Les recommandations pour évoluer
Eu égard aux résultats de l'enquête commentée ci-avant, la première recommandation de l'École centrale de Lyon est de réorganiser le cabinet dans l'optique d'accompagner les personnes qui impulsent le changement et l'innovation de façon efficace. La réflexion doit notamment se faire sur l'aide à la veille, au choix des outils, à la stratégie d'implantation, au suivi de formations, aux recrutements et à la communication en interne.
La seconde recommandation consiste à remettre l'évolution de l'offre de services au centre des préoccupations. Elle doit s'accompagner d'un plan de « communication » qui permet à la fois de promouvoir une nouvelle image et de convaincre le client de la modernisation du métier grâce aux nouveaux services proposés.
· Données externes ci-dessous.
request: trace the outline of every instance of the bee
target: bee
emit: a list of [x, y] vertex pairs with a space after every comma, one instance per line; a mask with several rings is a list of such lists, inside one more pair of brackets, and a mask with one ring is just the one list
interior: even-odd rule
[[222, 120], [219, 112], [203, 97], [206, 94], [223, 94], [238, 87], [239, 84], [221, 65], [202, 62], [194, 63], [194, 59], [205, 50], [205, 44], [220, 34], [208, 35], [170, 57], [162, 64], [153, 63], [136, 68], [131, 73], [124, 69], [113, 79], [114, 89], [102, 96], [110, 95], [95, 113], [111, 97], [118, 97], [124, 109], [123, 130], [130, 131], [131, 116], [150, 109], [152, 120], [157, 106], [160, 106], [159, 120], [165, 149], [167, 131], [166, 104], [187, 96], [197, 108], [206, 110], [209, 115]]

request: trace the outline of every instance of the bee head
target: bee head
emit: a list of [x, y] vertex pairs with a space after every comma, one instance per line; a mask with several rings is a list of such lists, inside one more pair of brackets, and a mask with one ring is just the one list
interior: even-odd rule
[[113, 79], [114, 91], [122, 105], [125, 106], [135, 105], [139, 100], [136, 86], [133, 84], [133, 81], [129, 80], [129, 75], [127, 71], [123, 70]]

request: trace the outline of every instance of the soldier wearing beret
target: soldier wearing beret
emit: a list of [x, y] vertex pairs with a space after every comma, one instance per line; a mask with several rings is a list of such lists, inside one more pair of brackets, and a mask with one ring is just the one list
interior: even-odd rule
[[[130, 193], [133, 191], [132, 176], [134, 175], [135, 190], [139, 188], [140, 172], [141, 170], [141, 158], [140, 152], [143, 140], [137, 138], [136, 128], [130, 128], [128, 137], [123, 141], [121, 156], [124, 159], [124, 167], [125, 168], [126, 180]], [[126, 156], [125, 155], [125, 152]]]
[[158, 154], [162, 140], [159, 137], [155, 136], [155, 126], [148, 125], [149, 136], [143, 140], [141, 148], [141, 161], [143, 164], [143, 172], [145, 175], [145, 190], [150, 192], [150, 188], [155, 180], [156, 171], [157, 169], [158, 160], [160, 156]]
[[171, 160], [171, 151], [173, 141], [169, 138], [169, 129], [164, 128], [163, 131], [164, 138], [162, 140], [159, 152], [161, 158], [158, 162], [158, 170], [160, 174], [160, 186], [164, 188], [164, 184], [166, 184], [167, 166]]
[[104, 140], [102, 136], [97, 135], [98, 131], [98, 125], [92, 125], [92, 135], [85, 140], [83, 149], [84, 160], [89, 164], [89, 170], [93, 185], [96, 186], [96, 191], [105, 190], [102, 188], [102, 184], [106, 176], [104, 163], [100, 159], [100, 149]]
Les experts-comptables sont conscients des transformations de la profession et des risques qui en découlent, telle la perte de compétitivité, et ils sont prêts à accueillir la transition numérique s'il y a des outils pour l'accompagner.
Les experts-comptables reçoivent quotidiennement une masse importante d'informations, ou « data ».
La donnée étant strictement encadrée et protégée juridiquement, son exploitation est délicate.
Les clients attendent une restitution d'informations fiables, qui les aide dans leurs prises de décisions.
Le Big Data bouleverse l'organisation des cabinets et modifie les manières de travailler...
...mais il est source d'opportunités de nouvelles missions.
Les experts-comptables souhaitent être accompagnés dans cette transformation par des outils de gestion des datas perfectionnés mais pratiques.